Andy Lipow, president of Lipow Oil Associates LLC, told American Shipper that Kazakhstan crude oil, which is the light sweet variety like Brent and WTI, is trading at a discount. The crude is currently being offered at a $9-per-barrel markdown to Brent.
Prior to Russia’s invasion of Ukraine, Kazakhstan crude was sold at a slight premium to Brent.
“CPC Pipeline (Caspian Pipeline Consortium led by Chevron), which originates in Kazakhstan and ends at the Russian port of Novorossiysk on the Black Sea, carries both Kazakhstan and Russian oil,” said Lipow. “Buyers are hesitant because of the risk of Kazakhstan’s oil being ‘tainted’ with ownership from a sanctioned individual or entity.”

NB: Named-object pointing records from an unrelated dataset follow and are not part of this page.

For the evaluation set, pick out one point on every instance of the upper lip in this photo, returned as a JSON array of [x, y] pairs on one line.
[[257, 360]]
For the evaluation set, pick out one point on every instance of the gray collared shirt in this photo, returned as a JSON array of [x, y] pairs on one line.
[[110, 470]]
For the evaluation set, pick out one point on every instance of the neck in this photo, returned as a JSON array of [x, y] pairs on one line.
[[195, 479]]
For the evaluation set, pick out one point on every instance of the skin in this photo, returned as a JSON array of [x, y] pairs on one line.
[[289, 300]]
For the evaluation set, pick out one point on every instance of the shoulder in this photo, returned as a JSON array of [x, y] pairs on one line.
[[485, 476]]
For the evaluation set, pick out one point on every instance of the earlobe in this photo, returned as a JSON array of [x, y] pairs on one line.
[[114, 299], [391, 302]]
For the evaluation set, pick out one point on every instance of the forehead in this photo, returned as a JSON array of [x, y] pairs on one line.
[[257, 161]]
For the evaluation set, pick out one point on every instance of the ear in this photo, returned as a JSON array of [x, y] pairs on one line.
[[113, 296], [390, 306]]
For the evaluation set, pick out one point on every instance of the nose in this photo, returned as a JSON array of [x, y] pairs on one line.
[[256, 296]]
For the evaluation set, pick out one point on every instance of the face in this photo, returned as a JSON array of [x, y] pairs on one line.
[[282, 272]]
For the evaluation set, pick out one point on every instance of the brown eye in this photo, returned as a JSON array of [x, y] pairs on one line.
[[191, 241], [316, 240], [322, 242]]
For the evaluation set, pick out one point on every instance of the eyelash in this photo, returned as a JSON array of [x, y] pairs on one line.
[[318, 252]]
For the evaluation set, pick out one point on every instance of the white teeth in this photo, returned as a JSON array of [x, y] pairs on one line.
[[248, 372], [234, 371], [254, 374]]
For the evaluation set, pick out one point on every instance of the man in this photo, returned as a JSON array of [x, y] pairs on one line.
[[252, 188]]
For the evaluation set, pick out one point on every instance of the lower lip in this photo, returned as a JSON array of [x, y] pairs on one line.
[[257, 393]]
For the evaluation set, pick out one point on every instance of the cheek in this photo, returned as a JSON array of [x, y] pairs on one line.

The state of Russian oil for the United States is still in play. Seven tankers are traversing the Atlantic carrying crude.
One, the Bahamas-flagged Seoul Spirit, has been anchored since Tuesday over at Big Stone Beach off of Delaware.
One thing is certain: While some Russian oil imports might be on their way because the transactions took place more than a month ago, they are going to decline to very low levels in the coming months. Said Lipow: “I doubt any major oil company in the U.S. will enter into a new transaction for Russian oil under these circumstances.”